Rouge comme le sang, et noir comme l'obscurité de la mort. C'est ce que les esprits fragiles voient en premier, n'est-ce pas ?

C'est ce que je devais à priori penser lorsque je voyais les couleurs de ce tableau. Au lieu de ça, le rouge me faisait penser à la renaissance, et le noir à l'avenir. La peinture, accrochée sur le mur de pierre usée, était l'œuvre d'un artiste anonyme, elle dégageait une aura d'âpreté et de transcendance.
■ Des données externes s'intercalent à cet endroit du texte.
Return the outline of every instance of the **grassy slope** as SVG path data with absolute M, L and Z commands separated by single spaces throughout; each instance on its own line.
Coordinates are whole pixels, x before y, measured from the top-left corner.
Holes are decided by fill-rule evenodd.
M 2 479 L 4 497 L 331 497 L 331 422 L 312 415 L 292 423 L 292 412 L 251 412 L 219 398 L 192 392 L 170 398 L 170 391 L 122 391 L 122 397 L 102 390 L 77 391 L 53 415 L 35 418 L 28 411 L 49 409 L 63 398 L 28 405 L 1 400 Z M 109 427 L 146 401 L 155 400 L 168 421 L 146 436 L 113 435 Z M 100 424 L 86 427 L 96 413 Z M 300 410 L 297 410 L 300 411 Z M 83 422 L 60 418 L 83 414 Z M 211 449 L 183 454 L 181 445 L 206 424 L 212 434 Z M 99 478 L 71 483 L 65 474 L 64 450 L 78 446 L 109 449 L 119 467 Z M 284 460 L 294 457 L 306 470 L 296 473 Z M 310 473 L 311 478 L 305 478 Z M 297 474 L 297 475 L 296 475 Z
Les détails délicats des clous enfoncés dans les mains et les pieds du Christ semblaient presque réels, n'évoquant que la souffrance et le sacrifice.

— J'ignore quand ça a commencé, peut-être le soir de l'accident, ou plus tard. Ce n'est qu'une façade, m'avait dit le médecin, mais j'ai fini par comprendre que cette façade dont il parlait se logeait dans mon crâne, et non dans mon corps. Mon mal n'était que de passage, alors que mes jambes, jamais elles ne se rétabliront.

J'écoutai attentivement les confessions de foi murmurées par ces âmes perdues, souhaitant rien d'autre que de la rédemption, rien qu'une main chaude qui se pose sur leurs épaules. Je mentirais si je disais que je ne venais pas pour ressentir cette sensation de réconfort, car je venais ici spécialement pour me sentir un minimum normal. Avoir péché et vouloir le pardon d'une force supérieur n'était pas anodin. En revanche, j'ignorais si ma présence entre ces croix et ces voix soporifiques était liée à une suite logique. Avant, j'aurais dit que non, aujourd'hui, je dirais que la réponse ne m'intéressait pas.  

— J'ai bien trop longtemps laissé mes mauvaises émotions prendre le contrôle de ma vie, et je veux être capable de pouvoir voir autre chose que l'impossibilité de vivre. Je veux être de nouveau heureux, voilà ce que je souhaite par-dessus tout.

On l'applaudit, puis l'homme en fauteuil roulant revint à sa place initiale.

— Merci beaucoup Davin pour cette confession, on te souhaite que du bonheur. Et n'oublie pas que le Christ sera toujours là pour toi, il n'abandonne personne. Fais lui confiance et il te fera confiance.

A quoi me faisait penser ce tableau ? J'avais l'impression de l'avoir déjà vu quelque part. Le Christ crucifié sur une croix qui n'était pas en bois, mais sur une nappe de fleurs. L'arrière-plan démontrait un ciel bleu sans aucun nuage, et tout devant ruisselait des mains priantes. Il ne ressemblait en rien avec ces genres de représentation morbide du Dieu Sauveur, celle-ci était différente, beaucoup plus encré dans la nature, et moins dans la souffrance. Elle semblait dire : « Regarde comme la mort est belle ».

Ce n'était pas ce que cette figure était censée représenter, et pourtant, la nature autour de lui semblait le soigner de ses maux, et l'accompagner dans son long voyage.

— J'aimerais désormais donner la parole à quelqu'un qui ne s'est pas encore ouvert à nous. Morten ?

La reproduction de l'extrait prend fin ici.